My answer is that, yes, in some instances this may have been exactly their point. But, I believe that many thinkers (e.g., Philo, Aquinas, see earlier) probably intended something much less sweeping, and meant by their remarks merely that God is not describable by or to human minds. Not that he is resistant to description altogether. (Can even God not describe God?) This more moderate unknowability proposal poses no problem for us, since all we are assuming of distal systems is susceptibility to some description, not necessarily description by the human mind. The more extreme claim, however — that God is resistant to property-based description of any kind whatsoever, whether the description be accessible by human minds or not — this would in fact pose a problem for us, if it were a coherent claim. But it is not.

It is certainly possible to say that "God is resistant to any description whatsoever," but this is writing a check that cannot be cashed. I do not believe we can claim to offer a coherent concept of "that which cannot be described in any possible description language." That is, we can neither offer an example of such an indescribable entity, nor can we provide an explanation of how or why it is that an entity would be resistant to description in every possible language. In light of this, we have to consider the idea of the absolutely indescribable entity to be incoherent. Now, I do realize that there are arguments made by Rambam and many others as to why it is that God cannot have qualities of any kind, which as I understand the arguments (see earlier posts) all come down to the issue of the unity or non-compositionality of God.
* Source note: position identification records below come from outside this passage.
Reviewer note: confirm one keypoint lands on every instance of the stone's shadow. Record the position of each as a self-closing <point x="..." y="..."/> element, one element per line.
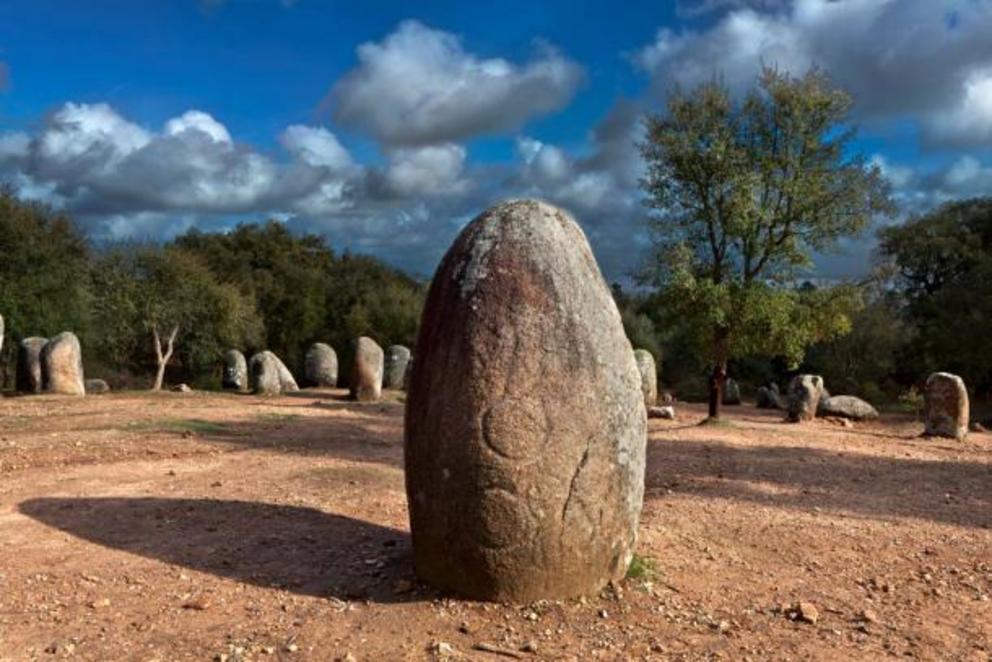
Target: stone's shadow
<point x="941" y="491"/>
<point x="301" y="550"/>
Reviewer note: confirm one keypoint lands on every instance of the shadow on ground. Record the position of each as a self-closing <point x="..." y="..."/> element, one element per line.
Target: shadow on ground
<point x="942" y="491"/>
<point x="302" y="550"/>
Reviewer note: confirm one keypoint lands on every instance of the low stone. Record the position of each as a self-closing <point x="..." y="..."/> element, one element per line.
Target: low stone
<point x="29" y="365"/>
<point x="946" y="406"/>
<point x="847" y="406"/>
<point x="97" y="387"/>
<point x="667" y="413"/>
<point x="321" y="366"/>
<point x="397" y="359"/>
<point x="62" y="365"/>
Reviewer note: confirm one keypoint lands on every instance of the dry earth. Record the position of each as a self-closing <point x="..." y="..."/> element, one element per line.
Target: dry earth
<point x="208" y="526"/>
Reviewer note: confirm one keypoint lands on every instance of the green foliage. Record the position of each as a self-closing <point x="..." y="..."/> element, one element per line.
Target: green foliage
<point x="743" y="194"/>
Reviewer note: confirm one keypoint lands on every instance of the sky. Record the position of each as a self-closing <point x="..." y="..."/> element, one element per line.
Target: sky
<point x="387" y="126"/>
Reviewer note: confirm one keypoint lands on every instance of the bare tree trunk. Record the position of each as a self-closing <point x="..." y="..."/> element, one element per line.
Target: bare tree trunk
<point x="161" y="357"/>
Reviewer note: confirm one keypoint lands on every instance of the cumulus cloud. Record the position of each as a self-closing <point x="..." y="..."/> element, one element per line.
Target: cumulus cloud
<point x="419" y="86"/>
<point x="919" y="59"/>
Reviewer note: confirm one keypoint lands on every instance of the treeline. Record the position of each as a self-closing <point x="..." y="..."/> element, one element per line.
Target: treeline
<point x="257" y="287"/>
<point x="925" y="307"/>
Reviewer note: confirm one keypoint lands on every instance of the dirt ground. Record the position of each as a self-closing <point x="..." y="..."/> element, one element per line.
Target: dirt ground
<point x="223" y="527"/>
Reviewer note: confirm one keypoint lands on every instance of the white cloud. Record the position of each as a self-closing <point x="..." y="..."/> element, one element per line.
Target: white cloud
<point x="419" y="86"/>
<point x="928" y="60"/>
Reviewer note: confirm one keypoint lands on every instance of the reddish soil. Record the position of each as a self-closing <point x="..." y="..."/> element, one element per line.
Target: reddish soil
<point x="207" y="526"/>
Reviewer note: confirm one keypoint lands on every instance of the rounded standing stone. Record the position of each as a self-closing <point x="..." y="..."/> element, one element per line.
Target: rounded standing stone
<point x="649" y="376"/>
<point x="366" y="372"/>
<point x="269" y="375"/>
<point x="397" y="359"/>
<point x="62" y="365"/>
<point x="525" y="422"/>
<point x="804" y="397"/>
<point x="235" y="371"/>
<point x="29" y="365"/>
<point x="321" y="366"/>
<point x="946" y="405"/>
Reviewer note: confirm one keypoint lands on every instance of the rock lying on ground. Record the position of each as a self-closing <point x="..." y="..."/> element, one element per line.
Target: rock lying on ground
<point x="524" y="467"/>
<point x="365" y="380"/>
<point x="321" y="366"/>
<point x="62" y="365"/>
<point x="397" y="358"/>
<point x="29" y="365"/>
<point x="96" y="387"/>
<point x="946" y="406"/>
<point x="667" y="413"/>
<point x="649" y="376"/>
<point x="269" y="375"/>
<point x="804" y="397"/>
<point x="846" y="406"/>
<point x="235" y="371"/>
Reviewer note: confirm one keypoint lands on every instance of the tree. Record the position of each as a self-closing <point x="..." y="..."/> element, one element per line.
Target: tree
<point x="743" y="193"/>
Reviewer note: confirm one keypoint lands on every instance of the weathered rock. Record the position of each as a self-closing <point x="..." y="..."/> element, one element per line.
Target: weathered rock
<point x="321" y="366"/>
<point x="649" y="376"/>
<point x="62" y="365"/>
<point x="769" y="398"/>
<point x="97" y="387"/>
<point x="946" y="406"/>
<point x="29" y="365"/>
<point x="846" y="406"/>
<point x="397" y="358"/>
<point x="235" y="371"/>
<point x="269" y="375"/>
<point x="365" y="380"/>
<point x="667" y="413"/>
<point x="525" y="422"/>
<point x="731" y="392"/>
<point x="804" y="396"/>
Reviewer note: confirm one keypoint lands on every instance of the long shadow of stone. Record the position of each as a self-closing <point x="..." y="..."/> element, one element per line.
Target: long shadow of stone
<point x="302" y="550"/>
<point x="942" y="491"/>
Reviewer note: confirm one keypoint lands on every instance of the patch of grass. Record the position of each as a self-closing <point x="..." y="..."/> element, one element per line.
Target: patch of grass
<point x="179" y="425"/>
<point x="642" y="568"/>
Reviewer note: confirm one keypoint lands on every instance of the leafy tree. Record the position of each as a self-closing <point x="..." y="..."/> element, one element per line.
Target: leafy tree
<point x="743" y="194"/>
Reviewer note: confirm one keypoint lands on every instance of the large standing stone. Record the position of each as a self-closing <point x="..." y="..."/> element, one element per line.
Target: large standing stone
<point x="946" y="406"/>
<point x="235" y="371"/>
<point x="731" y="392"/>
<point x="397" y="359"/>
<point x="365" y="380"/>
<point x="525" y="422"/>
<point x="846" y="406"/>
<point x="321" y="366"/>
<point x="804" y="396"/>
<point x="649" y="376"/>
<point x="29" y="365"/>
<point x="62" y="365"/>
<point x="269" y="375"/>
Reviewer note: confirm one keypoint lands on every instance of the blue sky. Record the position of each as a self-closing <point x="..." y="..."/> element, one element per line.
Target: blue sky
<point x="386" y="126"/>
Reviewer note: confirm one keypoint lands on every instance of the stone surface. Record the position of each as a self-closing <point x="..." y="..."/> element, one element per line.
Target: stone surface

And, as I said earlier as part of my "unavoidable heresy", the idea of non-compositionality is also incoherent, and so proofs from that direction cannot ameliorate the incoherence in the notion of a system that has absolute resistance to description.

And so my position here is as follows: The notion of an entity that is completely impervious to description under any possible description language is a notion that is incoherent, and a concept which can neither be explained nor exemplified. Hamilton (1864) writes that "What in reality has no qualities, has no existence in thought, — it is a logical nonentity," and by this I understand him to mean that it is incoherent to talk about a system or phenomenon which has no attributes whatsoever. Such a notion represents not profundity, but stupidity.

That being said, the idea that a system or phenomenon might be indescribable to some observer or by some property language is not stupidity. It may not be especially profound either, as it turns out, since we are well familiar with many observers having limited descriptive abilities; infants, mosquitoes, chess programs, etc. It is entirely coherent to state that a given phenomenon in the distal world is describable by certain observers and not by others. This is the approach we will take in what follows.